Worsening of symptoms coincided with workplace conflict
An Ontario school board did not have to transfer a teacher to a school closer to her home to accommodate her medical conditions.
The worker was a teacher with the Toronto District School Board (TDSB) since 2002. She had several chronic medical conditions including fibromyalgia (FM) and chronic fatigue syndrome (CFS) with symptoms such as pain and stiffness in her muscles.
The TDSB accommodated the worker by providing her with an elevator key so she wouldn’t have to use the stairs and scheduling her to work in one classroom with proximity to the washroom and office.
In 2003, the worker taught at a school that was about 16 kilometres from her home. She went on maternity leave in 2006 and, during her leave, she and her family moved to a new home that was 29 kilometres from the school. This meant that when she returned to work, her daily commute increased from about 20 minutes each way to between 75 and 90 minutes in the morning and about 45 minutes in the afternoon.

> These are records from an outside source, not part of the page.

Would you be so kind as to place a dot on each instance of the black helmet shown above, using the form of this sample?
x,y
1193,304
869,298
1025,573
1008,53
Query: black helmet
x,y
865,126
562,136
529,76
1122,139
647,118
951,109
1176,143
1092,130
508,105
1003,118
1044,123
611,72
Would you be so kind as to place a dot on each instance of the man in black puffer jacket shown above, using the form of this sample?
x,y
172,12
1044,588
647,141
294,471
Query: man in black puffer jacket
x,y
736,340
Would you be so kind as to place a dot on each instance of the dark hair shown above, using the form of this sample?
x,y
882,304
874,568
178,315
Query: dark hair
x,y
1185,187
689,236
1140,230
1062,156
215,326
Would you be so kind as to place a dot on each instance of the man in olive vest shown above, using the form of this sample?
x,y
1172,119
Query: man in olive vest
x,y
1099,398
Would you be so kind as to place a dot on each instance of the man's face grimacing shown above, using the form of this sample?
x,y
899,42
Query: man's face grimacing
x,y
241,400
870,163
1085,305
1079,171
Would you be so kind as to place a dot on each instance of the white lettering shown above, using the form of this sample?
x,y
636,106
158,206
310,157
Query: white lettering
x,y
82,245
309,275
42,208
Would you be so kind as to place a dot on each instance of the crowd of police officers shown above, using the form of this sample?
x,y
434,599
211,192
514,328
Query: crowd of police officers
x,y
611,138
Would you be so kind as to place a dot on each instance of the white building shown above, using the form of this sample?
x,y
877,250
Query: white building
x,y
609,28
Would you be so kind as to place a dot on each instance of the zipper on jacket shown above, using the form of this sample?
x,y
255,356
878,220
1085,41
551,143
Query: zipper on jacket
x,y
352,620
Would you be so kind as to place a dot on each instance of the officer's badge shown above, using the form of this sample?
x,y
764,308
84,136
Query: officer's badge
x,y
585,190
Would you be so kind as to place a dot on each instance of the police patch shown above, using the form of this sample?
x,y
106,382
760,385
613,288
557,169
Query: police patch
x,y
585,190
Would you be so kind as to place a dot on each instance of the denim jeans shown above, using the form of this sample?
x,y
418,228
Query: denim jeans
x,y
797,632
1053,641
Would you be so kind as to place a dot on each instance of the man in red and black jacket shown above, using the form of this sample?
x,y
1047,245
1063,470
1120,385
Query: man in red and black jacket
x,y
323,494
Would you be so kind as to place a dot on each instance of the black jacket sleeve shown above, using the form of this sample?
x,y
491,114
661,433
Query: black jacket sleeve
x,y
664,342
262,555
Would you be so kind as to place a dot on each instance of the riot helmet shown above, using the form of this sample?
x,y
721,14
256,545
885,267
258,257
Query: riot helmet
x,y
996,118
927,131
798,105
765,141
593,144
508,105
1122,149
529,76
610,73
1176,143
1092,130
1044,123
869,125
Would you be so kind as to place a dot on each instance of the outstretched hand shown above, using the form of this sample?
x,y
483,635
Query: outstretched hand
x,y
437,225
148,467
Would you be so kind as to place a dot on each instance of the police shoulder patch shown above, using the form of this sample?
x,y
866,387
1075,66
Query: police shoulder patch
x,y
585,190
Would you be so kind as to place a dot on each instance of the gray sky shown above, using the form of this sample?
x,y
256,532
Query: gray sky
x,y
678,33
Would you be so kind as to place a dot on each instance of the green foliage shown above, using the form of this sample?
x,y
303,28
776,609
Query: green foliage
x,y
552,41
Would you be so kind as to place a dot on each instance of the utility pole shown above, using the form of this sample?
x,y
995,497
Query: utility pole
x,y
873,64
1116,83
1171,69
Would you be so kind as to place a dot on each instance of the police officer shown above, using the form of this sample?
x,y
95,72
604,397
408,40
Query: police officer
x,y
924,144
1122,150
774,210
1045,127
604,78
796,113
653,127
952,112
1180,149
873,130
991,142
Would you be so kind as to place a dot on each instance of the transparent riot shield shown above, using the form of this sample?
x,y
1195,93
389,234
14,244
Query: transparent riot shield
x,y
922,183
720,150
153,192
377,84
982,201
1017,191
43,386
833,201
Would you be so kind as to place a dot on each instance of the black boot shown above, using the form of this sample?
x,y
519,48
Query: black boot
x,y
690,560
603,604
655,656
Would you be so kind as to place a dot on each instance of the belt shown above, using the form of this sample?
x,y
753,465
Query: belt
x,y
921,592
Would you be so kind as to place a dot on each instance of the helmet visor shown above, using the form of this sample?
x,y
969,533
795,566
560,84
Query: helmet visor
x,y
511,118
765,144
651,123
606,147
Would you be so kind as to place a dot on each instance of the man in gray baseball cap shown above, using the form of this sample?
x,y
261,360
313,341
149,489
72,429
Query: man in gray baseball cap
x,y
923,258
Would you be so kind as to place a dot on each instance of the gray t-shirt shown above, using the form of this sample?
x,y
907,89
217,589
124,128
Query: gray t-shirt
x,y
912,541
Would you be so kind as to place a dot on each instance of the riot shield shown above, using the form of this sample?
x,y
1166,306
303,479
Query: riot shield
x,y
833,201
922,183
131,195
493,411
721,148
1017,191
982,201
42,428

Public transit also wasn’t an option as it would take at least two hours and if she stood for too long, she would faint.
The worker took a leave of absence for the 2011-12 school year. When she returned, her school had a new principal and her classrooms were located on the second and third floors of the school.
The worker had a dispute with another teacher, and she felt bullied and harassed. The conflict caused her stress, aggravating her FM and CFS symptoms.
The worker requested an elevator key as she had before, but she was told she would need a doctor’s note. She visited her doctor and told him about pain she was experiencing during the drive to and from school. She asked for a note that was specific to “how many kilometres she could drive,” estimating about 15.
The worker provided a note on Sept. 10, 2012, requesting access to an elevator, all of her classes in the same classroom, and close proximity to the washroom and office. The note also stated that “she needs to work at a location that is within 15 kilometres of her current residence” to prevent “a relapse of a debilitating condition.”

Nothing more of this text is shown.